Воронцов писал, что один общий приятель Питту и ему уверял его, что Питт выражал крайнее удивление, почему настоящее министерство ничего не делает по польскому вопросу, почему оно после получения известия о смерти Августа III не отправило немедленно курьера в Петербург с предложением своих услуг и с уверением, что если Франция вмешается в дело, то Англия не только употребит все средства воспрепятствовать этой державе в исполнении ее намерений, но постарается совершенно уничтожить их. Питт прибавил, что если министерство будет и вперед вести себя так в польском деле, то он выскажет свое мнение в палате общин, выразит свое удивление, что лондонский двор обнаруживает такое равнодушие в таком важном деле. На это Панин заметил: «Он обманывает, он лжет. Никогда человек со смыслом не скажет, что известный двор должен отправить курьера к другому двору с предложением услуг. Дворы предлагают друг другу добрые услуги только в случае несчастия; здесь это великодушие, тогда как в другом случае это низость и подлость».

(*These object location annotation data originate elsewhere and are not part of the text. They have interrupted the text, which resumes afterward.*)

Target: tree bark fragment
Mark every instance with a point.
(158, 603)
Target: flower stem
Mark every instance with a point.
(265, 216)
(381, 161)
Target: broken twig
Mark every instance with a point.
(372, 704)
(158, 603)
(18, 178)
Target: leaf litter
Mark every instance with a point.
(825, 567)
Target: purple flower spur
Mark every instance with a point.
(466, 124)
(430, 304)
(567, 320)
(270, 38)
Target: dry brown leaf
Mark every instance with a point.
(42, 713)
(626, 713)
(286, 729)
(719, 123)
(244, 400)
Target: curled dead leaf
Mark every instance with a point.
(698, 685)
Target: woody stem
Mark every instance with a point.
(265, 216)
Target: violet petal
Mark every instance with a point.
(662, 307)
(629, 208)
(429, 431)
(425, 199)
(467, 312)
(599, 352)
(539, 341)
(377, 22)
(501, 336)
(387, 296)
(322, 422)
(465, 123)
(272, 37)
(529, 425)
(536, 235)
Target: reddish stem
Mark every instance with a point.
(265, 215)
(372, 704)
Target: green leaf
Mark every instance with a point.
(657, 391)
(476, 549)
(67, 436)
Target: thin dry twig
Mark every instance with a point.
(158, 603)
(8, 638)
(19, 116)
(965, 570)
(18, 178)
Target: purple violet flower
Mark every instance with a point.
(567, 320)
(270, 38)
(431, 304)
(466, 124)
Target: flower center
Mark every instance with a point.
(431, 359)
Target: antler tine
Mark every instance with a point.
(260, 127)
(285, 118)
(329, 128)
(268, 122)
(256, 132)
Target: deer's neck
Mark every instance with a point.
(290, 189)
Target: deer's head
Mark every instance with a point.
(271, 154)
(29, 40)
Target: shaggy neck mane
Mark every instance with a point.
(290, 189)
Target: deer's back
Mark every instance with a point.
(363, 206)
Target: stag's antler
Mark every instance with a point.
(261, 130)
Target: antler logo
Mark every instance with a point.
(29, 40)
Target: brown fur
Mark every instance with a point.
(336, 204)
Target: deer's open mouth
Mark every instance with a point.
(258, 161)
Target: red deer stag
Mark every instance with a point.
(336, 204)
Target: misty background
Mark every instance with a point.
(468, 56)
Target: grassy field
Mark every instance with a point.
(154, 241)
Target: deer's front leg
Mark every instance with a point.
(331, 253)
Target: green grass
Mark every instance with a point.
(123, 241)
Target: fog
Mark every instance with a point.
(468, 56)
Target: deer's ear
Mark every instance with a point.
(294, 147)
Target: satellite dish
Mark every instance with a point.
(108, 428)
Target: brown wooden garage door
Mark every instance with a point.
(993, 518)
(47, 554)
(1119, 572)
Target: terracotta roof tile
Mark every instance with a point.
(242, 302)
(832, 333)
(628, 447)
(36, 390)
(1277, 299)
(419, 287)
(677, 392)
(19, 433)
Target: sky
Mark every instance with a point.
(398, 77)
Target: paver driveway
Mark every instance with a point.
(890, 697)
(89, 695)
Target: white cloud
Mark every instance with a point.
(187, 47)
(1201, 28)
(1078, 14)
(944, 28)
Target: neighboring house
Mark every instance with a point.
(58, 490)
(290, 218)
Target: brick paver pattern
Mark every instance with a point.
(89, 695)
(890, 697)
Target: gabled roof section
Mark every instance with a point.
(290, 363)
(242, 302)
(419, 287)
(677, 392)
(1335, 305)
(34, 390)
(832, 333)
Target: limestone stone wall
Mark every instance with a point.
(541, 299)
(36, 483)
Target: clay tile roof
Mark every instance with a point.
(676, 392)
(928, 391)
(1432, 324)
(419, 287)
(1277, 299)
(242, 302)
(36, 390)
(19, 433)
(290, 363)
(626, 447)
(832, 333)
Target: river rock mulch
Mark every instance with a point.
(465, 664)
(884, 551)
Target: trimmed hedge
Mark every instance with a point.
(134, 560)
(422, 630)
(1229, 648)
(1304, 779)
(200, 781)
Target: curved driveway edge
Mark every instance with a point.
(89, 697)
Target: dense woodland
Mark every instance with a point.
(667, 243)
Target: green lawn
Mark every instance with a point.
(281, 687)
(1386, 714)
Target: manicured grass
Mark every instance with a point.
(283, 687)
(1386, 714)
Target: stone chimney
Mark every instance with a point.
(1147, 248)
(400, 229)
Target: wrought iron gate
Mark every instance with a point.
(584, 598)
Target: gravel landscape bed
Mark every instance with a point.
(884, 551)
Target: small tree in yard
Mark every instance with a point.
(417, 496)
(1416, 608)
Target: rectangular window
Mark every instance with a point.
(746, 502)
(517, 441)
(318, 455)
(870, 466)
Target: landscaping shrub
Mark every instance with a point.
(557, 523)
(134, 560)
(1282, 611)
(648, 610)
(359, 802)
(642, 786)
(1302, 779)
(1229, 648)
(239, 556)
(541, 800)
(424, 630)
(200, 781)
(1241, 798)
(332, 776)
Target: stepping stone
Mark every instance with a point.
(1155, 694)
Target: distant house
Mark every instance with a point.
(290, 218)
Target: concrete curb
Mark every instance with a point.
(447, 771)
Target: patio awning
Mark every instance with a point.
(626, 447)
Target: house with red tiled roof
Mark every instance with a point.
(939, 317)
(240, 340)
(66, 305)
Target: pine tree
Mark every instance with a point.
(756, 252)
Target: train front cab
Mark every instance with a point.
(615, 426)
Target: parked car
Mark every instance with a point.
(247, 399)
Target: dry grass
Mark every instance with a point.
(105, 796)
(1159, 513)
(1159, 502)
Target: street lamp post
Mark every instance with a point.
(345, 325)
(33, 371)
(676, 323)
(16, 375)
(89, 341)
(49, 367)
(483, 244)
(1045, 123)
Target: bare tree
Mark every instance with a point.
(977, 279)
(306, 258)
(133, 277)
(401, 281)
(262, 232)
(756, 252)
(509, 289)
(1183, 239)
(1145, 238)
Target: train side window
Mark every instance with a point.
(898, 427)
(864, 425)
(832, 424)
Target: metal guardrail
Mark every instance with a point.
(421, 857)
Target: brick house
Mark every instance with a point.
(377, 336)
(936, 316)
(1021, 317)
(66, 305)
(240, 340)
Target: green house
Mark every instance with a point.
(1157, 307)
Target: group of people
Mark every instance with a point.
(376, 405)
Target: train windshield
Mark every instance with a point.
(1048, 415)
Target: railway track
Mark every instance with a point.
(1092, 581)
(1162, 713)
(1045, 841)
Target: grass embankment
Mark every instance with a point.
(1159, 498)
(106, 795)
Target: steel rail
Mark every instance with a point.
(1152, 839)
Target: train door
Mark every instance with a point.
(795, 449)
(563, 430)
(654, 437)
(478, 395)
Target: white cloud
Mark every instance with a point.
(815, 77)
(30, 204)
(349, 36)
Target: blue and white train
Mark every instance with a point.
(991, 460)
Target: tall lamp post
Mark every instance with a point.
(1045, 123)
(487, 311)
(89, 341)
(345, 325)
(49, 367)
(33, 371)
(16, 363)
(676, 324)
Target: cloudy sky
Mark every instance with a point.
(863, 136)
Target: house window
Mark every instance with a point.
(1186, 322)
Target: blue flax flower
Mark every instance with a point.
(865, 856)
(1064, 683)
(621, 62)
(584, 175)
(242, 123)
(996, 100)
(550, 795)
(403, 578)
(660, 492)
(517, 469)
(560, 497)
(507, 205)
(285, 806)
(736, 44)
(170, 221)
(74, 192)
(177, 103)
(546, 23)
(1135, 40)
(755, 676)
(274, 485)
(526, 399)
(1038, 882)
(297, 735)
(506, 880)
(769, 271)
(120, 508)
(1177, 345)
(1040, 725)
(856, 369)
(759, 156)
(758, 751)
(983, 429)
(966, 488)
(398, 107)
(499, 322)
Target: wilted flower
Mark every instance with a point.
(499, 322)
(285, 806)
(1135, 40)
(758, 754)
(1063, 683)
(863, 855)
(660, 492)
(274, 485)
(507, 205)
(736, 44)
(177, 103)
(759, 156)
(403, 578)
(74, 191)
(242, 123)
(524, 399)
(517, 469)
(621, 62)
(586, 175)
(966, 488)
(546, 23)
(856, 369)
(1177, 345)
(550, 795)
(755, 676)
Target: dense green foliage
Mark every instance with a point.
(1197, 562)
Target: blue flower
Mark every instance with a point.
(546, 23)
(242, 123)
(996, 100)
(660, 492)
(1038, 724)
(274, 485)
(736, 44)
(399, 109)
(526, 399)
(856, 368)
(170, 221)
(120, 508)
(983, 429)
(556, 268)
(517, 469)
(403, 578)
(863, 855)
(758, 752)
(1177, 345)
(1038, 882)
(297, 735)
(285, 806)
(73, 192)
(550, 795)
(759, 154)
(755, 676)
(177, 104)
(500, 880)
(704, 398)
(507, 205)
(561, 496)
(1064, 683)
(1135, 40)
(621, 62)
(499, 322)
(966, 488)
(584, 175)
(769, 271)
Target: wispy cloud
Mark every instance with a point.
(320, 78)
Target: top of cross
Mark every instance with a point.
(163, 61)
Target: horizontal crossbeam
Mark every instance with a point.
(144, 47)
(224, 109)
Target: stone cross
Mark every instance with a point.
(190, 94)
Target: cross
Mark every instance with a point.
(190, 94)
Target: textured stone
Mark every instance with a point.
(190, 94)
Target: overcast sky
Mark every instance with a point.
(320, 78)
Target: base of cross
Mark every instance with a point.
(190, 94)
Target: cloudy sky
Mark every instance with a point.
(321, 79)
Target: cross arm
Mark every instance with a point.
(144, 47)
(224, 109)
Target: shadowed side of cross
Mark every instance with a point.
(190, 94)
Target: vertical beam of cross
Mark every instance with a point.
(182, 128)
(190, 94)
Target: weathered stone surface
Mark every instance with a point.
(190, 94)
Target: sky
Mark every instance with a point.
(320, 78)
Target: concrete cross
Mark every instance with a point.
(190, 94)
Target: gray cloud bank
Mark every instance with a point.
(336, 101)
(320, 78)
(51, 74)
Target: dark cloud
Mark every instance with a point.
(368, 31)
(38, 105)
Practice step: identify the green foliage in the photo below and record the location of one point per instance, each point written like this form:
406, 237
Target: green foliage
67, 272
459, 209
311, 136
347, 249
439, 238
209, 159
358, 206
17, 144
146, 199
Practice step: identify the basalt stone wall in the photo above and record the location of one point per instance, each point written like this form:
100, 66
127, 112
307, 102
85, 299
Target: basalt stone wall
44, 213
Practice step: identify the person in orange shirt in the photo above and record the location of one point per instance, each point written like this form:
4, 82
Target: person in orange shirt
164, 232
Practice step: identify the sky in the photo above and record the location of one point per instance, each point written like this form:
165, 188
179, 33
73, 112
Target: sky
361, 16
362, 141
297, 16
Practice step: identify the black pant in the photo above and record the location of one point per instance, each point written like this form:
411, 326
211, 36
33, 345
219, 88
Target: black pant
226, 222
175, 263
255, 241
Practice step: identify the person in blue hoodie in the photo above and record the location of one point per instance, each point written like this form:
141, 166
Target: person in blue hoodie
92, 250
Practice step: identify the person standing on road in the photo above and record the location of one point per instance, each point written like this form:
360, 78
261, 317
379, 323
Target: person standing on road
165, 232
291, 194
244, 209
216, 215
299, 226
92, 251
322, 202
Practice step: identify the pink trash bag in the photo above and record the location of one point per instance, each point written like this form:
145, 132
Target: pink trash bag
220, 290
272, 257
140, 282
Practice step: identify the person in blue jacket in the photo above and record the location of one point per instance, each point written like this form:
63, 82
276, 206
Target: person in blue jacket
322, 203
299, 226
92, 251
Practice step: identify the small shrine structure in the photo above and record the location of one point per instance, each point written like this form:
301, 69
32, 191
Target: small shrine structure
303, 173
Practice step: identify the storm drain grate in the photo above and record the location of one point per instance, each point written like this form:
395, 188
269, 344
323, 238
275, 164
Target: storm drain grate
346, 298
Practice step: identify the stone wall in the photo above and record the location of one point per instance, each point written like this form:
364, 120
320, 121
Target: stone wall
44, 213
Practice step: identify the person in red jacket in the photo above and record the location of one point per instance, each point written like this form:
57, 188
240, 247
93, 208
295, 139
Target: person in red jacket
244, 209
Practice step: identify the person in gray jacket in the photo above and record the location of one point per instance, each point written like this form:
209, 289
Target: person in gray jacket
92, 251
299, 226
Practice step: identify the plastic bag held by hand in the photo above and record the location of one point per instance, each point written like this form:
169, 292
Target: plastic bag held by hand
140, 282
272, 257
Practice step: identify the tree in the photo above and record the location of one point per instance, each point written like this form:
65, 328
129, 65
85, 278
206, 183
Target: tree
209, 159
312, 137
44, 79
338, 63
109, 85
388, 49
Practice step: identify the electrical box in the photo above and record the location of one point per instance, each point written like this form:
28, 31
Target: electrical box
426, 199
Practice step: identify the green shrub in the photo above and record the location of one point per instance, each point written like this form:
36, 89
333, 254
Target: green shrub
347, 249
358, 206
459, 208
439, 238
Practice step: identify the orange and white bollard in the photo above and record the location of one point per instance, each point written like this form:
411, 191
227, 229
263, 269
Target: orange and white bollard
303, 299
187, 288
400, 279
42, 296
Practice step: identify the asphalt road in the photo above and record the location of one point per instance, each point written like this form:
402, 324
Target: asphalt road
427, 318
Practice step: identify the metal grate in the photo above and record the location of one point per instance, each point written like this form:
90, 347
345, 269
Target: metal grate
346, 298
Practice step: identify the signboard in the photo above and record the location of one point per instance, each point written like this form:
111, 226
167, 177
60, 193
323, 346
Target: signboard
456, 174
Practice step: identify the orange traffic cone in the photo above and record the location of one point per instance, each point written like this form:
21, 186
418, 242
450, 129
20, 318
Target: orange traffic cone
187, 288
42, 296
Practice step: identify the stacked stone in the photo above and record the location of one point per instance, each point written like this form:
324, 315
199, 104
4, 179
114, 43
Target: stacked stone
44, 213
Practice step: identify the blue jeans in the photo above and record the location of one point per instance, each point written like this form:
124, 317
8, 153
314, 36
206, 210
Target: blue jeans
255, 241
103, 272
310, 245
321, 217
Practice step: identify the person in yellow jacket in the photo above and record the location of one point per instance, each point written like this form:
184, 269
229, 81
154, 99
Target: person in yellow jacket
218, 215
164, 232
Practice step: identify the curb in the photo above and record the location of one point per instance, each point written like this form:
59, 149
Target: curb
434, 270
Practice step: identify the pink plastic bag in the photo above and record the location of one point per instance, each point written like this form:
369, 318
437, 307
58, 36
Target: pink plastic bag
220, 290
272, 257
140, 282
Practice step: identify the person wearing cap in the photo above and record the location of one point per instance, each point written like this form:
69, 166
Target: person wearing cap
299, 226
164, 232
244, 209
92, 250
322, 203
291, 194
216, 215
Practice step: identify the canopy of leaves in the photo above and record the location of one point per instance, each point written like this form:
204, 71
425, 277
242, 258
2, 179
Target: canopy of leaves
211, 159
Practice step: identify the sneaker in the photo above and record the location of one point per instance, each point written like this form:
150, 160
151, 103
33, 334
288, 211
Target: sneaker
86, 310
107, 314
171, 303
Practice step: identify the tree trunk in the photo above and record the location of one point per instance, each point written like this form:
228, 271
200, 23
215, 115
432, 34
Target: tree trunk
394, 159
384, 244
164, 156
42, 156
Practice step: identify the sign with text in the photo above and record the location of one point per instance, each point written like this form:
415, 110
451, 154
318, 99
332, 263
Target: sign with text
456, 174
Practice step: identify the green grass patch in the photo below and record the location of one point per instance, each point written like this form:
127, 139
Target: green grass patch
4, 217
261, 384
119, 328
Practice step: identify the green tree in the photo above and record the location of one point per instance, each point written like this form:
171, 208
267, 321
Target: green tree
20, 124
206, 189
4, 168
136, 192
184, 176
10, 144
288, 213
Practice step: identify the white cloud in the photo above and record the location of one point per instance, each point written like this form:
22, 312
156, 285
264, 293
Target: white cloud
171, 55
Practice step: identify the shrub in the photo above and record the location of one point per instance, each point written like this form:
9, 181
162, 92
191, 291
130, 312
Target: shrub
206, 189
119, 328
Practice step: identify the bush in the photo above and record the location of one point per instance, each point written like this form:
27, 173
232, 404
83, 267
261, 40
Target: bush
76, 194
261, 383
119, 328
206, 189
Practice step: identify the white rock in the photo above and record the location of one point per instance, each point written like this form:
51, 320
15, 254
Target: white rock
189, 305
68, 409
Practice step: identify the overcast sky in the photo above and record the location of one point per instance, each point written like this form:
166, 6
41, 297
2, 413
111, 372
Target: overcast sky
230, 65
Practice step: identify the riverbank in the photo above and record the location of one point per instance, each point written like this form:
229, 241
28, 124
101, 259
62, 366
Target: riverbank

Воронцов должен был потребовать от английского министерства, чтоб оно перевело своего резидента Ратона (Wroughton) из Дрездена в Варшаву. Воронцов в письме к графу Галифаксу имел неосторожность прибавить, что исполнение этого желания императрицы может ускорить желанное заключение союзного договора с Россиею. За это он получил от императрицы такой рескрипт: «Как мы вообще имеем причину довольными быть ревностию и тщанием вашим к службе, так, напротив того, не хотим ныне скрыть удивления нашего по поводу французской пиесы, которую прислали вы сюда, по сообщении оныя статскому секретарю графу Галифаксу. Вы не можете сами не признаться, что весьма неумеренно и неприлично окончание помянутой пиесы, когда в замену переведения аглинского резидента из Дрездена в Варшаву полагается некоторым образом кондициею с нашей стороны ускорение трактуемых между нами и Англиею трактатов. Мы требовали от аглинского двора такой угодности, которая сама по себе ничего не значит и не может иметь следствий, ибо весьма равно для Англии содержать министра своего в Дрездене или Варшаве, потому что в одном и другом месте может он ей равные показывать услуги, а в соответствие сей малой угодности обязали вы нас в таком деле, которое интересует пользу и честь империи нашей, когда мы не инако с Англиею или с другою какою державою намерены заключать трактаты как с равною для обеих сторон выгодою. Сверх того, вышепомянутое важное, но по всем околичностям крайне излишнее прибавление в французском переводе вами переделанного рескрипта не только не имеет основания правды, но с собственным вашим графу Галифаксу торжественным уверением, что вы неправды сказать ни для чего на свете не в состоянии, совсем несогласно, когда о таком кондициальном требовании к вам не писано, да и писать о том невозможно было. Итак, вы, объявя оное за истину, подвергли как собственный свой, так и дворовый кредит безвременно явному предосуждению. Примечая вам, таким образом, справедливое наше по сему случаю удивление, удостоверены мы, что ошибка ваша произошла от избытка усердия, и для того довольствуемся только в запас подтвердить вам, дабы вы впредь, осторожнее поступая, не делали без нужды письменных сообщений, а особливо в таких делах, где и одни словесные изъяснения достаточны быть могут».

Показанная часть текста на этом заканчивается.